Where were the Ms. Khalid’s of the world when Ehud Barak offered Yasser Arafat a state at Camp David, only to have Arafat refuse and start an Intifada instead? Where was credit given when Ariel Sharon unilaterally withdrew from the Gaza Strip to begin the process of establishing a Palestinian state? Why are they not condemning the Palestinian government now for squandering that opportunity and continuing instead to shoot rockets at towns and send suicide bombers into marketplaces?

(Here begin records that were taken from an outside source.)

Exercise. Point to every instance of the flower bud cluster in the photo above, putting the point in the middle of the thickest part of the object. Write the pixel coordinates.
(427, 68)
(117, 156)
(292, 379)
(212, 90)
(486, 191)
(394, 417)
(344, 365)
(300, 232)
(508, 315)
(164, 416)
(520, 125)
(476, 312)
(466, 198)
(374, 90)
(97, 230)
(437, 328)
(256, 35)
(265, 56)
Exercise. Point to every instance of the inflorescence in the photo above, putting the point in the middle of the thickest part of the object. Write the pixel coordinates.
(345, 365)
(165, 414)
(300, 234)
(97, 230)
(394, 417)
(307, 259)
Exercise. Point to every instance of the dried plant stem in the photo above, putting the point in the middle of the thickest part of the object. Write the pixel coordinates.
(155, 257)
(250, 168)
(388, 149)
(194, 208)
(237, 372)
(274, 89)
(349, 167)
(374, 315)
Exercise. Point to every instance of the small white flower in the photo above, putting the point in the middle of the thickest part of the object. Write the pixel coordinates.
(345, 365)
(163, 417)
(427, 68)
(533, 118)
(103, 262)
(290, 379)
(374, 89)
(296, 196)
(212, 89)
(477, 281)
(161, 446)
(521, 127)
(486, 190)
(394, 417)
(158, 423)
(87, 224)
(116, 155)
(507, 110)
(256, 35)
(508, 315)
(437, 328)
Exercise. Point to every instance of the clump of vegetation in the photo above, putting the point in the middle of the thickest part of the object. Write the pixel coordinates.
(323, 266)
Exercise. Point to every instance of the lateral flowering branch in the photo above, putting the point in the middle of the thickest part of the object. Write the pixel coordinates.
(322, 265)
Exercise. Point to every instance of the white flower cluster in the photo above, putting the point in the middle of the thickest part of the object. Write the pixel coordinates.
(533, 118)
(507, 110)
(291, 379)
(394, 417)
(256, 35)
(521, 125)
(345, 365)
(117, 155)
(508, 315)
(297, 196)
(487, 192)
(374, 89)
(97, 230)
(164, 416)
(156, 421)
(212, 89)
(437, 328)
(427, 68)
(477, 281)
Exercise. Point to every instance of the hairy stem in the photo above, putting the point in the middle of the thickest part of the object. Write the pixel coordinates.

The problem with the Palestinian cause and its benefactors such as Ms. Khalid is that a peaceful co-existence with Israel was never on the agenda. Arafat founded the PLO terrorist group in 1964 – three years before the occupation began – which over the next four decades hijacked airplanes, popularized suicide bombings, attempted to overthrow the Jordanian monarchy, fomented civil war in Lebanon and killed hundreds of Israeli civilians. Violence has always been the dominant modus operandi.There has never been a Palestinian Ghandi with a positive and realistic vision for his people. The Palestinians suffer today because the leaders they have chosen through elections or tacit consent have never constructively pursued their interests, and the Arab voices that speak for them (Ms. Khalid’s being that voice in this university’s paper) have never condemned their own self-imposed destruction.
Jews criticize the Israeli government all the time, because Israel is a democracy with a free press that covers a broad spectrum of ideas. Yet similar self-reflection on the part of Arab voices seems non-existent or mute. Constructive thought does not consist of praising or excusing everything one side does and condemning everything the other side does, and ranting from a self-righteous bubble adds nothing to the debate. Critics like Ms. Khalid offer no constructive solutions to real threats such as the Iranian nuclear program, nor do they explain why they are in fact not threats. They merely mock the media for discussing it and dismiss it as part of the oppressive, delusional American system.
It is a shame that Sufia Khalid matters to this issue at all, a shame that her voice is not drowned out by sharper, wiser voices. But the cultural discord between East and West is not going away tomorrow or next Tuesday, and if the self-chosen representatives of moderate Islam continue to excuse terrorism, ignorantly mock Americans and refuse to offer any constructive alternatives, we will continue to have a very serious problem.